I don’t quite know what to make of this experience. I must have thought some version of that sentiment though to every Andre Tarkovsky movie I’ve seen. Except Andrei Rublev which I pretty much loved unambiguously from the beginning. Yet, I have to say there was something inviting about the obscurity of Mirror and The Sacrifice that I didn’t get here. The movie kept drawing me in and pushing me a way. I wish I had more concrete observations to offer. I see a lot of greatness here, but I have a lingering frustration with it that I can’t shake and can’t put my finger on. I have the sense that once the dust settles, this will either be my favorite or my least favorite Tarkovsky.

It's about a mysterious zone in the Soviet Union. Once a populated city, the zone was transformed by a meteorite, or perhaps aliens. The Zone is believed to cause death, so the government has set up a strict quarantine. There is rumored to be a room in the Zone that grants your deepest desires. The film takes place twenty years in, and centers on a man who smuggles clients into the zone. He’s called a Stalker, and on this occasion, he’s hired to smuggle in a writer and a scientist.

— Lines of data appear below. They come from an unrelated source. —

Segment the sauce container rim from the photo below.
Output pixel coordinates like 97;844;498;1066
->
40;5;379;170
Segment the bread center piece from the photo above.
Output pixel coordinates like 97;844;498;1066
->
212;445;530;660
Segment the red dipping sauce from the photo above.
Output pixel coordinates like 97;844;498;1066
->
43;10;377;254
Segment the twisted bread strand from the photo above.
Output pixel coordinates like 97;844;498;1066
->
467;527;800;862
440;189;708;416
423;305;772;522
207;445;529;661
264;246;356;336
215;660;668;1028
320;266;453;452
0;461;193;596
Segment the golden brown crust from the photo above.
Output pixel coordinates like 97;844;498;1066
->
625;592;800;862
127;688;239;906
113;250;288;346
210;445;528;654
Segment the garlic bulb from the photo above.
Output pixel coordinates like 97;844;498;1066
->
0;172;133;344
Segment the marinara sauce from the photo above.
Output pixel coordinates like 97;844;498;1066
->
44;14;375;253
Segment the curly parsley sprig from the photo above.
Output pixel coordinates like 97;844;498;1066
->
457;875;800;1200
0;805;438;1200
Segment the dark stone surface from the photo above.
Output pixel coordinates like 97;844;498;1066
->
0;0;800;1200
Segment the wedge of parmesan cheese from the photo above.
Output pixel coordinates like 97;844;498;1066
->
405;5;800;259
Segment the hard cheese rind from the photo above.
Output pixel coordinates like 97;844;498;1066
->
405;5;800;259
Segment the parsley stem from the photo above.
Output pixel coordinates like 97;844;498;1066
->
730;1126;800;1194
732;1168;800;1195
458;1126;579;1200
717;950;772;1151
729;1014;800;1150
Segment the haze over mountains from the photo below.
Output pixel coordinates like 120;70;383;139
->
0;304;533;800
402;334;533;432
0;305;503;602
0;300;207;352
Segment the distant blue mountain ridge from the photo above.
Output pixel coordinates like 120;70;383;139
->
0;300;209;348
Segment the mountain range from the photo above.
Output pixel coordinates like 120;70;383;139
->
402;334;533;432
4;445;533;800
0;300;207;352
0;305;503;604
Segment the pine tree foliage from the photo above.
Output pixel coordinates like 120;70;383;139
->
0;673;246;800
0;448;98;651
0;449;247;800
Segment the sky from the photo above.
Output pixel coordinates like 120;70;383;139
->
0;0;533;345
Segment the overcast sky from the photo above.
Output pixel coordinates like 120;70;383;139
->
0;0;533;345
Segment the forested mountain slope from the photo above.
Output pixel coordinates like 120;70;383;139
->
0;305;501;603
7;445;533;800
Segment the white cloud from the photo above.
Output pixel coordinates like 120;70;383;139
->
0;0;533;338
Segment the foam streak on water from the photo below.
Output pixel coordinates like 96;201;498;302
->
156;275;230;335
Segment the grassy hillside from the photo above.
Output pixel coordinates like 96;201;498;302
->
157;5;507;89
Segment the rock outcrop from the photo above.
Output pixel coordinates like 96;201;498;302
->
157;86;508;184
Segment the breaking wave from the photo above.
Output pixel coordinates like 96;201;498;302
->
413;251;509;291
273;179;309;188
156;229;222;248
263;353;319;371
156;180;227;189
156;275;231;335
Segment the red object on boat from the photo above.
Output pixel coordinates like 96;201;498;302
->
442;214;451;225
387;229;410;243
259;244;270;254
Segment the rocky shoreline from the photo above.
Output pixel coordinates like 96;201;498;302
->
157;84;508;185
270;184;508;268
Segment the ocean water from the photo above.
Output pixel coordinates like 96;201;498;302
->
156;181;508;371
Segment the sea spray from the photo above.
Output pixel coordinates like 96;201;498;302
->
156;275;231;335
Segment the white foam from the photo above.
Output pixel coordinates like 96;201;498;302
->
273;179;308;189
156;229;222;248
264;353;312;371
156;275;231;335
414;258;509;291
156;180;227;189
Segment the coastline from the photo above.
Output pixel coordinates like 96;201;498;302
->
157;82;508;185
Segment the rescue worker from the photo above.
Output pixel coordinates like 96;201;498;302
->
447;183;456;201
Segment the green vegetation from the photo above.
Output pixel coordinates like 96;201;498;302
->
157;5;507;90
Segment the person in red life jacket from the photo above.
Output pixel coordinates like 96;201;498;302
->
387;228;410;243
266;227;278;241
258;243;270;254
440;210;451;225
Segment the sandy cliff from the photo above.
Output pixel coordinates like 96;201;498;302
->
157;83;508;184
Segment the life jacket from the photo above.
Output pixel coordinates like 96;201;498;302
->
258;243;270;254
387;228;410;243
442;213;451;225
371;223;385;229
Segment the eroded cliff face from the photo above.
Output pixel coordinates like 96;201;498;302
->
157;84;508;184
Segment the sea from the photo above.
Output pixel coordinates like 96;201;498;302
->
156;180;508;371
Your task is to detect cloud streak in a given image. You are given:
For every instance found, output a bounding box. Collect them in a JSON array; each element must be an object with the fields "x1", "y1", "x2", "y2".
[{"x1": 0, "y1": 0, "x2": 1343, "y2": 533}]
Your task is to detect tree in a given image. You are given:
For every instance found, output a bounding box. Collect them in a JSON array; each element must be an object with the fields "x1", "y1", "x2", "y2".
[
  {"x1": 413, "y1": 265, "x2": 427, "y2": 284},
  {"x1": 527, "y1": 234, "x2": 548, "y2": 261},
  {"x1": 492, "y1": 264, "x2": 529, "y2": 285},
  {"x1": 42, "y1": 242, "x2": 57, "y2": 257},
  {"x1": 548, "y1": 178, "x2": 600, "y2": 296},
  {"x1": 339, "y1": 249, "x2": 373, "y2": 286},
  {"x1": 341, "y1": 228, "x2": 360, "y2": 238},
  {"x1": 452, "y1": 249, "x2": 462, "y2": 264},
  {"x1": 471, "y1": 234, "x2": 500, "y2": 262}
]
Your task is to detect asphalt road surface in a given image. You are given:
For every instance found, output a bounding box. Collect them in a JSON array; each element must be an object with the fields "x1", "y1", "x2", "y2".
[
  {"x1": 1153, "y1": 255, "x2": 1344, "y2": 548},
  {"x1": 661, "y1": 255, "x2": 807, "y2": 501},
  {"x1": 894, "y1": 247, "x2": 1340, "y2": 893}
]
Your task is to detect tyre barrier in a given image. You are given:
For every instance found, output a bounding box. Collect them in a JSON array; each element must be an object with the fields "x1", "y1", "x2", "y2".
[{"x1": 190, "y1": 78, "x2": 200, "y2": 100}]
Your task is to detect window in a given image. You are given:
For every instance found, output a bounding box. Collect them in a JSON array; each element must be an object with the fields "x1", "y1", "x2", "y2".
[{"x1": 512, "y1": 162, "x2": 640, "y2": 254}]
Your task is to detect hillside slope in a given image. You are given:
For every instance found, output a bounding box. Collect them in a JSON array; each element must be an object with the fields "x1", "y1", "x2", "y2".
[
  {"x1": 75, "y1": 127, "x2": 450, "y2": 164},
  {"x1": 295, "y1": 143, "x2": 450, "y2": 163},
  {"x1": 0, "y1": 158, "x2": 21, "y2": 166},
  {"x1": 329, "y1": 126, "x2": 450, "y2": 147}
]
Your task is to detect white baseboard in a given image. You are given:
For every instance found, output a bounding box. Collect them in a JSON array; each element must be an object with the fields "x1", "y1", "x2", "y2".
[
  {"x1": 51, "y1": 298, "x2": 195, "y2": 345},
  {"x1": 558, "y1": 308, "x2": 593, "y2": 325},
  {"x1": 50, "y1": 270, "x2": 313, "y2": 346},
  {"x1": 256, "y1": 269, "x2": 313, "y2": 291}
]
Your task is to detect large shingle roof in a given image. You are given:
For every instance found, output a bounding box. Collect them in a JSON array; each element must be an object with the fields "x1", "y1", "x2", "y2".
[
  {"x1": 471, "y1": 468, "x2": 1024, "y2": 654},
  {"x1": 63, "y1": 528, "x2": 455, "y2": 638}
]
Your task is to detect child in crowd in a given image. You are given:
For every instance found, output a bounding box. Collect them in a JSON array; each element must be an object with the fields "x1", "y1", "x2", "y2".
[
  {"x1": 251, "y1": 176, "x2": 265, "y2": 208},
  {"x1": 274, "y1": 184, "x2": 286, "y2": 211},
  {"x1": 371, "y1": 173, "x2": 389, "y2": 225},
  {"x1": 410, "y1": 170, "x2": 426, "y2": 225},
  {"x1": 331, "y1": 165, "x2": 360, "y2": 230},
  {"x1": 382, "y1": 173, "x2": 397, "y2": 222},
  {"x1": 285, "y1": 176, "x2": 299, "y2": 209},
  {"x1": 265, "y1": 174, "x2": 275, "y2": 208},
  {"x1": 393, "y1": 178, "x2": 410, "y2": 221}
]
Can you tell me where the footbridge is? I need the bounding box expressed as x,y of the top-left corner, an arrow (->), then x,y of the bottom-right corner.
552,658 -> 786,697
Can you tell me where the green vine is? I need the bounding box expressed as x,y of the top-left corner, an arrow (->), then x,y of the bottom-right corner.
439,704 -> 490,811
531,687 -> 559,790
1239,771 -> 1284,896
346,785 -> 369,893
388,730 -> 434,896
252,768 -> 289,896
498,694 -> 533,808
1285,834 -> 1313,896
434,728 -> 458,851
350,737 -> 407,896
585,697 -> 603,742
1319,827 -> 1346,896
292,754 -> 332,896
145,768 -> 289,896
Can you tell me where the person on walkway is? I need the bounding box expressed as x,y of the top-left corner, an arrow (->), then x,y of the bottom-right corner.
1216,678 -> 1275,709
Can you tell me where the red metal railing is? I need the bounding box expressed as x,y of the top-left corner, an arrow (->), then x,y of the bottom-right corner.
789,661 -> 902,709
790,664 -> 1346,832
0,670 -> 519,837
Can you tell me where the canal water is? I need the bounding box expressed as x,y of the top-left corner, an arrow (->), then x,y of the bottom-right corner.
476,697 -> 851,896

I love how the very description of the Zone at the very beginning sets up the struggle that makes this narrative so fascinating. It’s caused by a meteorite, or maybe by aliens instead. The cause is either natural or supernatural. We can look to the things of this world we know and that we can study and analyze, like meteorites, or we can look beyond human experience, use our imagination, or deductive reasoning, to speculate on the unknowable, like aliens. We get this dichotomy as well in the writer and the scientist. Two professions that seek truth, but in different capacities. There’s the truth of proofs and experiments, and the truth of authenticity and soundness. Does seeking truth mean seeking certainty, or seeking understanding? So, then, naturally, the frequent handwringing over who goes first, the professor or the writer. And yet, in both ways lie madness.

This is a fascinating movie to ponder, and I’m also struck at how much beauty Tarkovsky captures in seemingly ugly things, like polluted landscapes. It’s a wonder I didn’t like it more. I think what it comes down to is its weirdness. It is deliberately confusing, very slowly paced, without ever taking the time to explain things. It’s befuddling. I’m sure for many that’s part of its charm, and maybe I’ll come around on it. As I said earlier, I like the weirdness of Mirror. But there, the weirdness was appropriate. Mirror is about memory, and that is a subject that is by its nature fragmented and nonlinear. The style is fitting. But Stalker, on the other hand, is a quest narrative. It’s about seeking truth, or life, or your desires. It’s subject is forward-moving, and has agency. So I think the style frustrated me because it didn’t seem to fit the material. It’s weird for its own sake. Is this fair criticism? Maybe so, maybe not, but for now, that is what it is.